It would be a lie to say that we always manage to control our anger. Unfortunately, we all have felt that adrenaline rush that made our heart beat faster. We have all shouted, we have all erupted and because this almost never happened with strangers, but with our loved ones, we all regretted it a little later, feeling awful. We, as adults, can sometimes go “out of ourselves”, but we have developed deep inside that potential that will push us to think and process everything in the light of logic, further down. Think about it, what would happen if such skills were lacking? How would we feel if we experienced anger without understanding it and without cultivating the skills needed to control it? Wouldn’t the outside world scare us even more, but also ourselves? This is how preschoolers feel when they have temper tantrums.
Why does a child have temper tantrums?
The preschooler can be angry for a number of reasons: because he was jealous of his little brother, because he needed to deal with him when you worked late, because someone bothered him, because you didn’t let him play with his favourite toy, because he wants you to notice him, because he feels hurt, because he is afraid. The list can be very long, but the main idea is common: the child is angry, because something is out of his control field. Outside of what encloses everything that he realizes about himself and about the world around him, so far. In infancy, the self and the outside world are one.
Gradually and advancing towards infancy, the demarcation of the self and the environment will improve. Self-control, empathy, rational thinking, are skills that are at a very early stage of development. The toddler is currently unable to rationally process the feelings and consequences of his actions, as he is unable to control and perceive everything he feels. Moreover, the egocentricity that is characteristic of his stage of development, doesn’t allow him to put himself in the place of others. Whatever has caused his tantrum, it’s beyond his ability to manage. These skills take time and patience to cultivate successfully.
Are temper tantrums worrying?
Temper tantrums are expected in preschool. Self-discipline and anger management will be achieved more effectively at older ages. It is easier, to treat temper tantrums in the preschool period. We should only worry, if the child is constantly angry and aggressive, without any particular reason or event being mediated that has been the cause of his tantrum. In this case, it would be good to seek the advice of a qualified professional, who will guide you accordingly.
How to deal with temper tantrums?
In the first place, knowing that a young child doesn’t yet have the necessary skills to contain and control the emotions that overwhelm him, accept and understand his anger.
Search for the deeper cause
Often, the preschooler has temper tantrums without fully understanding why. This may frighten and confuse him, amplifying his already intense reactions. Look for the deeper cause behind his anger. It would be good, to locate the cause and explain it to the child. That would help to relieve the anger to a great extent.
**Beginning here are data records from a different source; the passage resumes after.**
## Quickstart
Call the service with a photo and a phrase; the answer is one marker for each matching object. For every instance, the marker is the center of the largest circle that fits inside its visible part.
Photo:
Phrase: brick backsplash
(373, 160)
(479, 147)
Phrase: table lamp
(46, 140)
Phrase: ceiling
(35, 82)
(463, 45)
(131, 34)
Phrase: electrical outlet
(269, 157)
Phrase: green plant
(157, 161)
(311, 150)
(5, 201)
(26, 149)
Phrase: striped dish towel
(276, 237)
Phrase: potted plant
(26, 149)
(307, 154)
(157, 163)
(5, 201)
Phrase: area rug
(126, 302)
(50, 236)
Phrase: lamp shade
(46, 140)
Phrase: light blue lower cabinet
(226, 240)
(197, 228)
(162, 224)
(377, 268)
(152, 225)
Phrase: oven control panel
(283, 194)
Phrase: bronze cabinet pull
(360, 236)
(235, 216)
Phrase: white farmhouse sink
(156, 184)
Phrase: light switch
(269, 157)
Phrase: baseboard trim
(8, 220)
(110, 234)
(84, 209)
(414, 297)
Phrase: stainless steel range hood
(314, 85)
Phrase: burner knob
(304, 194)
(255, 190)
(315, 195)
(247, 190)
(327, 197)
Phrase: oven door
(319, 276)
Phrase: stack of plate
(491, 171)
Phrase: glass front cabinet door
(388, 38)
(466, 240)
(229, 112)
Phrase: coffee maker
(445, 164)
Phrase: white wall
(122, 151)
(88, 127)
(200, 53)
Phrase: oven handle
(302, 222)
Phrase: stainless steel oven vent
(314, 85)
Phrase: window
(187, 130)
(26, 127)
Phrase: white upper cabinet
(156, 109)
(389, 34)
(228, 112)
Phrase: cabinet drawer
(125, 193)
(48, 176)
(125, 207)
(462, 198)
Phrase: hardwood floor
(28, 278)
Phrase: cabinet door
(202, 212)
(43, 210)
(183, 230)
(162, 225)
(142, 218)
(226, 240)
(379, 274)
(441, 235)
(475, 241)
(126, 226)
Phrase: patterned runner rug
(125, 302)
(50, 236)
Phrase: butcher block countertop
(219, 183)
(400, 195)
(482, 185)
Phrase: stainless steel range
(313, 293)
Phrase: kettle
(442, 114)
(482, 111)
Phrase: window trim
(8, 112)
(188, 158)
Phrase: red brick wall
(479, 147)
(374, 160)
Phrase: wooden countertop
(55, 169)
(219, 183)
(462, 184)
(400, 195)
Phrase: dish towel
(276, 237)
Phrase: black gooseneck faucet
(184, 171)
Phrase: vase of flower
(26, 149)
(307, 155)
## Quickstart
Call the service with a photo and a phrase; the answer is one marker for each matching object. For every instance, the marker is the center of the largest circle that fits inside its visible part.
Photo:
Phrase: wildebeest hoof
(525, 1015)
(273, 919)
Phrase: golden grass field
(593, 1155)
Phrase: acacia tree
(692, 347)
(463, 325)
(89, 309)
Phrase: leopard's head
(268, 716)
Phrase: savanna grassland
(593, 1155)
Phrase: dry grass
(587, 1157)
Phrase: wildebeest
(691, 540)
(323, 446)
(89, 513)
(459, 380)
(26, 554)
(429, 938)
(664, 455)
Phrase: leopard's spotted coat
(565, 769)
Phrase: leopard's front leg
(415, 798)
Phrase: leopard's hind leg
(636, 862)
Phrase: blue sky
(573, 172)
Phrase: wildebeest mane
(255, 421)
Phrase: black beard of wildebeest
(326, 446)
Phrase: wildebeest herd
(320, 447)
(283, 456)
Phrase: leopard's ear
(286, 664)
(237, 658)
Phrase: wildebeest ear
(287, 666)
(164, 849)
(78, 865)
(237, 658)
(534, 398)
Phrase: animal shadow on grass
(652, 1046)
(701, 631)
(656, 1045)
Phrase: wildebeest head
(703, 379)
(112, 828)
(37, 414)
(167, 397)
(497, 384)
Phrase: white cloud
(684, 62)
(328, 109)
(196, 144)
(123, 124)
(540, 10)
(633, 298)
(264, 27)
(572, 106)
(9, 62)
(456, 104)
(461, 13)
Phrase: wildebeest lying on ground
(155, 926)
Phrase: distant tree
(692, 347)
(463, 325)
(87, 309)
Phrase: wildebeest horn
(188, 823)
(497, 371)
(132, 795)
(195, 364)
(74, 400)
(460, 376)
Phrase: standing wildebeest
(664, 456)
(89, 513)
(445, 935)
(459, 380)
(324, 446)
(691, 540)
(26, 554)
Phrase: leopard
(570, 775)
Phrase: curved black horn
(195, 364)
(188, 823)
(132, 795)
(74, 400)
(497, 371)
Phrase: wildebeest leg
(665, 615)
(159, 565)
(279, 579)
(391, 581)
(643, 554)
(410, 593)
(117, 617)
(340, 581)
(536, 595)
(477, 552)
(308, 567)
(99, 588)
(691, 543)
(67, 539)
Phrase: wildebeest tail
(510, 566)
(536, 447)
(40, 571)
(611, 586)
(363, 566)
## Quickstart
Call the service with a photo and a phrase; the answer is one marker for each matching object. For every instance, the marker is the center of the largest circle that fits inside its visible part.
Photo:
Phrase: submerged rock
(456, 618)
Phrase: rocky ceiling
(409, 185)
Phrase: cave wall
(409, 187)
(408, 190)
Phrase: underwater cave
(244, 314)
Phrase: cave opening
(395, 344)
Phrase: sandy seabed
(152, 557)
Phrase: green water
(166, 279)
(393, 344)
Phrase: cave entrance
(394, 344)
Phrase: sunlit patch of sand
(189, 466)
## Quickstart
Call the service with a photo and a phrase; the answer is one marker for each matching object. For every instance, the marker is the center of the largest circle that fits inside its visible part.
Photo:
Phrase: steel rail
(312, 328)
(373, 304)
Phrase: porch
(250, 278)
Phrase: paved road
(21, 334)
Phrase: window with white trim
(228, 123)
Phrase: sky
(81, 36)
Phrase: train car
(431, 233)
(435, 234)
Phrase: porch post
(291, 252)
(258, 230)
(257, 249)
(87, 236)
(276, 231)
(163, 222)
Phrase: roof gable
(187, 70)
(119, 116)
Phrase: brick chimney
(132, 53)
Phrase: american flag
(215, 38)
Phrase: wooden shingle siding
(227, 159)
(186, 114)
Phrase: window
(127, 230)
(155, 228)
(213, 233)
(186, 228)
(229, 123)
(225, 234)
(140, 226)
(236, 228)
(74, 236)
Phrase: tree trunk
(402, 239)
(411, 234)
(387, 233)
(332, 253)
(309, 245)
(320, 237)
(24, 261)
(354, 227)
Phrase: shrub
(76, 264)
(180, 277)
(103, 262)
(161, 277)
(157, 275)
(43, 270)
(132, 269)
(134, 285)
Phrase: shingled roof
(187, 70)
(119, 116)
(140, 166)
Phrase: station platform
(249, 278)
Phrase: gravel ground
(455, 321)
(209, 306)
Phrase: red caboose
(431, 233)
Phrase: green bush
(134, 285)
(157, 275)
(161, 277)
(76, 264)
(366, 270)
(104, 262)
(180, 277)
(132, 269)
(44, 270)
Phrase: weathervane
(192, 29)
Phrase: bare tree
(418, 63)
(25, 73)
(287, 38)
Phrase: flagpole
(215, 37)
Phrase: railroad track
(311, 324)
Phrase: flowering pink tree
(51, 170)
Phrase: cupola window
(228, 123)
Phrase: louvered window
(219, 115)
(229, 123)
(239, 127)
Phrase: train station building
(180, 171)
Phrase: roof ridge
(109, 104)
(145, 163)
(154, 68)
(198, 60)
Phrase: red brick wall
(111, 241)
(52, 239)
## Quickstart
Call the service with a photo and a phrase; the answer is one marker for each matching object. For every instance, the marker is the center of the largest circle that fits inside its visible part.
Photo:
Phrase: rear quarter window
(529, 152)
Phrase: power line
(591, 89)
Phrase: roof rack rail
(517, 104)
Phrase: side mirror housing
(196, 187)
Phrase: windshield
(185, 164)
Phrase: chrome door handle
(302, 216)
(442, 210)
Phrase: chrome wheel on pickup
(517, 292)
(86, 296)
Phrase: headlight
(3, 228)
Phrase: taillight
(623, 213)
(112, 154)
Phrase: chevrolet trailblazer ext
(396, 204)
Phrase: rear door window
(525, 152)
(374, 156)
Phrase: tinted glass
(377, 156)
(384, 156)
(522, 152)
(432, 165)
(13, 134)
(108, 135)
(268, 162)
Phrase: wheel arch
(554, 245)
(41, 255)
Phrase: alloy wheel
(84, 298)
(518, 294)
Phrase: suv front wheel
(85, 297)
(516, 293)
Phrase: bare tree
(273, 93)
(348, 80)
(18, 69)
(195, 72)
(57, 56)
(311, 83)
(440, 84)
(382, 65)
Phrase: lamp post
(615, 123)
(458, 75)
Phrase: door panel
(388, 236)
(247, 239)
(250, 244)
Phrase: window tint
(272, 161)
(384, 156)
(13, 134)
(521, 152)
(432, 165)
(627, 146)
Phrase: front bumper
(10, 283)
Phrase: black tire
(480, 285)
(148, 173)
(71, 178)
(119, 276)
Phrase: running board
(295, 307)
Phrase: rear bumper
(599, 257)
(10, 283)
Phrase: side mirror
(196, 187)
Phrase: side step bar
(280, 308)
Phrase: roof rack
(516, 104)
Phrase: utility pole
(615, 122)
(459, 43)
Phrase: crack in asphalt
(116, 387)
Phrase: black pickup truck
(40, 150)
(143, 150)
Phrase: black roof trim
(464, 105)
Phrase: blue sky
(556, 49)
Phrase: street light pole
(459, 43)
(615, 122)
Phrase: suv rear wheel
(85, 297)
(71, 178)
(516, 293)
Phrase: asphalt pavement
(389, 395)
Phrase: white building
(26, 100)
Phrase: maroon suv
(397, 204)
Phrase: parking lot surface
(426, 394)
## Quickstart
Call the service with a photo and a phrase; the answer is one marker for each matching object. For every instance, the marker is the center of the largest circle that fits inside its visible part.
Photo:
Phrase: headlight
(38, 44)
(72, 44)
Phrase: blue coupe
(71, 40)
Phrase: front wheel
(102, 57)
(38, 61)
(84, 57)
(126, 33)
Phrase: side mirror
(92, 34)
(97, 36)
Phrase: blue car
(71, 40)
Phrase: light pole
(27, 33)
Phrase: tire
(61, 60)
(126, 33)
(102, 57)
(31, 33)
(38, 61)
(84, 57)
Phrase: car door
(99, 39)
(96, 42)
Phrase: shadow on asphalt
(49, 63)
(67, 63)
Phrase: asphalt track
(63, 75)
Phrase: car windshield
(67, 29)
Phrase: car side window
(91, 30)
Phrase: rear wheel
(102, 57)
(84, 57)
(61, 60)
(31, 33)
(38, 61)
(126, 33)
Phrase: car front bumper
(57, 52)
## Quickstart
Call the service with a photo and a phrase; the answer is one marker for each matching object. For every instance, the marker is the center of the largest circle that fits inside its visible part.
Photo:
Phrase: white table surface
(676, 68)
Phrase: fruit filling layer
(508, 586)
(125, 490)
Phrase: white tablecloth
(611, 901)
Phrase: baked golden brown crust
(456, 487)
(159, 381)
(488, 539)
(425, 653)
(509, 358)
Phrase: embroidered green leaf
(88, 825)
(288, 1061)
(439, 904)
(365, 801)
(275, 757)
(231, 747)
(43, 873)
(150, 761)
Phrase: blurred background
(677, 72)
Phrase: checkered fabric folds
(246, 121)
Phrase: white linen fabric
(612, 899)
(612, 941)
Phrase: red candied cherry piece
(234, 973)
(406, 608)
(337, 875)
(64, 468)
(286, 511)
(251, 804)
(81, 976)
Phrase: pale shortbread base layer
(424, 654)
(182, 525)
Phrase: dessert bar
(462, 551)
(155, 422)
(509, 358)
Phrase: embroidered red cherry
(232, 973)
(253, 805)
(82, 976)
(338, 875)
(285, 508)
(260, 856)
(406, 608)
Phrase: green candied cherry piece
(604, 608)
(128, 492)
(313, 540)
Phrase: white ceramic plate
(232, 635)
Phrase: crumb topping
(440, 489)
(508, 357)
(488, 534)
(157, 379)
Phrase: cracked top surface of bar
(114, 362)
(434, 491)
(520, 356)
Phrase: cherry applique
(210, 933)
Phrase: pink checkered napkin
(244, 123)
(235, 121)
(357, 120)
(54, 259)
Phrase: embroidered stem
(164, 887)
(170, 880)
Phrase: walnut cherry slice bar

Verbalize child’s feelings
Tell him, for example: “Now, you are very angry, because you are jealous of your new little brother. You cry and stamp your feet on the floor, because you are afraid that we don’t love you, as before. I understand how you feel.” In this way, you show the child that you understand him, while giving him the opportunity to perceive exactly, how he feels.
Encourage the healthy expression of anger
It would be good, to encourage the healthy expression of emotions, such as sadness, fear, jealousy, but also anger itself. Which can be expressed categorically and verbally. As the child manages to externalize all his feelings, he will have less and less the need to vent his anger into his aggressive form. All of the above, of course, require skills that will be cultivated over time, the foundations and boundaries, however, are very important to enter from preschool.
Limit the aggressive anger
The child’s tantrum needs understanding, but not tolerance of his intense reactions. Say, for example, to the child who hit his/her little brother: “I understand that you are angry, but I will not accept you hitting your brother/sister again.” Explain that every time we hit others, they hurt. Similarly, don’t allow the child to destroy toys and objects or harm himself. However, trying to discipline the child, try not to resort to punishments, which will not benefit him. In fact, they will create a vicious circle of anger, through which no result will be seen.
Keep yourself calm
As common as this may sound, it’s very important not to lose control of the situation, getting angry with your child. Stay calm, with clear thinking. Remember, you are the adult in your relationship with your child. You are one of the most valuable people in his life. You will set the limits he needs, you will help him cultivate self-control and the required skills to express his emotions. Stay next to him and support him, even if many times his behaviour makes you mad and drives you away. It’s certain that the moment he has temper tantrum, he needs you more than ever.